Keywords

1 Introduction

Automatic speaker verification (ASV) is a biometric authentication technique that is intended to recognize people by analysing their speech. With the rapid development of this authentication technique, ASV technique has been extensively used in the fields of life, judicial, and the financial. Compared to other biometric authentication techniques, such as fingerprints, irises, and faces, Voiceprint authentication does not require users to perform face to face contact. Therefore speech is more susceptible to spoofing attacks than other biometric signals [1, 2]. Secondly, high-quality audio capture devices and powerful audio editing software are more conducive to spoof voice to attack ASV systems.

Spoofing attacks can be categorized as impersonation, replay, speech conversion and speech synthesis [3]. For impersonation attacks, existing ASV techniques have been able to effectively resist this spoofing attacks. Speech conversion and speech synthesis requires the counterfeiters has more specialized technical.

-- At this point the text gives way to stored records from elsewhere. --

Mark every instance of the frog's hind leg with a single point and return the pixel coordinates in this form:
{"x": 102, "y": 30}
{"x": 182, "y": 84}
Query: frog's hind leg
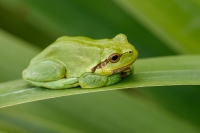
{"x": 50, "y": 74}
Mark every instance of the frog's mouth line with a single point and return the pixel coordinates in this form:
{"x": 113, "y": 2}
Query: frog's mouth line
{"x": 121, "y": 69}
{"x": 118, "y": 70}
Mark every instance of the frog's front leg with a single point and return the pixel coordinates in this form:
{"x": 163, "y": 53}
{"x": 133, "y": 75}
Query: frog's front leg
{"x": 92, "y": 80}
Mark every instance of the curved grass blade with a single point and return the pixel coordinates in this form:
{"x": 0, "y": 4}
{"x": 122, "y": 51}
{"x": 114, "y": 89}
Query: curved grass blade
{"x": 163, "y": 71}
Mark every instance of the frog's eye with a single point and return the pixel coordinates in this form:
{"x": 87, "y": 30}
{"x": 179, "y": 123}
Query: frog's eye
{"x": 114, "y": 57}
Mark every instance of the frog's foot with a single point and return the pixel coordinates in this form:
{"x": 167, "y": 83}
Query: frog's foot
{"x": 92, "y": 80}
{"x": 58, "y": 84}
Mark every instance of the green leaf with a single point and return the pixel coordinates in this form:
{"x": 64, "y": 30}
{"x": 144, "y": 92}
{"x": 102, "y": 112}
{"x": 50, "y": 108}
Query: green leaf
{"x": 148, "y": 72}
{"x": 176, "y": 22}
{"x": 103, "y": 112}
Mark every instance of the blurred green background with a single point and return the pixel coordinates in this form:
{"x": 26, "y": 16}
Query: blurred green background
{"x": 155, "y": 28}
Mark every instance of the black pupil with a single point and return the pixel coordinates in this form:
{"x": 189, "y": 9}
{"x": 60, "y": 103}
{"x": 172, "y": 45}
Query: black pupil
{"x": 115, "y": 57}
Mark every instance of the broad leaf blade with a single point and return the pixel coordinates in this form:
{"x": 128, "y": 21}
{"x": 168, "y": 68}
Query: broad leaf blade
{"x": 17, "y": 92}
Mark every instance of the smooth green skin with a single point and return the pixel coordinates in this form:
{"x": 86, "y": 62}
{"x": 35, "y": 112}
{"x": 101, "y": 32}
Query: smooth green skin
{"x": 68, "y": 63}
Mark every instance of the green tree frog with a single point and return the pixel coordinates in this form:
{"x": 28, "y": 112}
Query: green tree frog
{"x": 81, "y": 61}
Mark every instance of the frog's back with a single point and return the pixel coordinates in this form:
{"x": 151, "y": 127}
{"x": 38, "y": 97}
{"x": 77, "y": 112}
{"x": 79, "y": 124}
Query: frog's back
{"x": 78, "y": 54}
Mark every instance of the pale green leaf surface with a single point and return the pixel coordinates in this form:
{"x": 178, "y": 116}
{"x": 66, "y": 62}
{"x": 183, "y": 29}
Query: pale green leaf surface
{"x": 174, "y": 21}
{"x": 183, "y": 73}
{"x": 103, "y": 112}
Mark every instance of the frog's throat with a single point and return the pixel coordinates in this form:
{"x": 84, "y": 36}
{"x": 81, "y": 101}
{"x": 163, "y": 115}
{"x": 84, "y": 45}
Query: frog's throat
{"x": 104, "y": 63}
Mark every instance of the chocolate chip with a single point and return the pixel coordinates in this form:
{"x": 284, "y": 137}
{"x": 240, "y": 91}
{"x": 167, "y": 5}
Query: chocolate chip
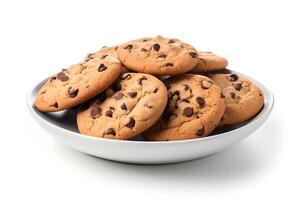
{"x": 132, "y": 94}
{"x": 84, "y": 106}
{"x": 112, "y": 108}
{"x": 172, "y": 94}
{"x": 62, "y": 77}
{"x": 123, "y": 106}
{"x": 117, "y": 87}
{"x": 104, "y": 56}
{"x": 206, "y": 84}
{"x": 188, "y": 111}
{"x": 198, "y": 115}
{"x": 52, "y": 78}
{"x": 200, "y": 132}
{"x": 109, "y": 113}
{"x": 148, "y": 106}
{"x": 128, "y": 47}
{"x": 95, "y": 112}
{"x": 238, "y": 86}
{"x": 110, "y": 131}
{"x": 140, "y": 81}
{"x": 72, "y": 92}
{"x": 200, "y": 101}
{"x": 193, "y": 54}
{"x": 232, "y": 94}
{"x": 162, "y": 56}
{"x": 172, "y": 116}
{"x": 185, "y": 100}
{"x": 130, "y": 123}
{"x": 101, "y": 97}
{"x": 119, "y": 96}
{"x": 171, "y": 41}
{"x": 233, "y": 77}
{"x": 168, "y": 65}
{"x": 156, "y": 47}
{"x": 101, "y": 68}
{"x": 186, "y": 87}
{"x": 126, "y": 77}
{"x": 54, "y": 105}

In addition, this spoof attacks can be effectively defended by existing solutions [4, 5]. However, replay attacks are the most accessible and can be highly effective. More importantly, popularity and portability of high-fidelity audio equipment in recent years have greatly increased the threat of replaying speech to ASV systems.

In the past two years, replay attacks have received extensive attention from researchers. The ASV spoof 2017 Challenge uses the Constant-Q Cepstral Coefficients (CQCC) to detect spoofing attack and its equal error rate (EER) is 24.55% [6]. In this database, the multi-feature fusion methods and the integrated classifier methods are used for replay attack detection [7] and its EER is 10.8%. The fusion of the two features of RFCC and LFCC reduced the EER to 10.52% [8]. In addition, the I-MFCC feature has also been shown to be effective in detecting replay speech [9]. At the same time, high-frequency information features obtained by CQT transformation has also proven to be effective [10]. Recently, Delgado et al. used the Cepstral Mean and Variance Normalization (CMVN) method on CQCC features [11]. The results show that this method is very effective for detecting replay attacks. Although the above work is significantly improved compared to the baseline, the computational complexity is relatively high due to the introduction of the CQT transformation.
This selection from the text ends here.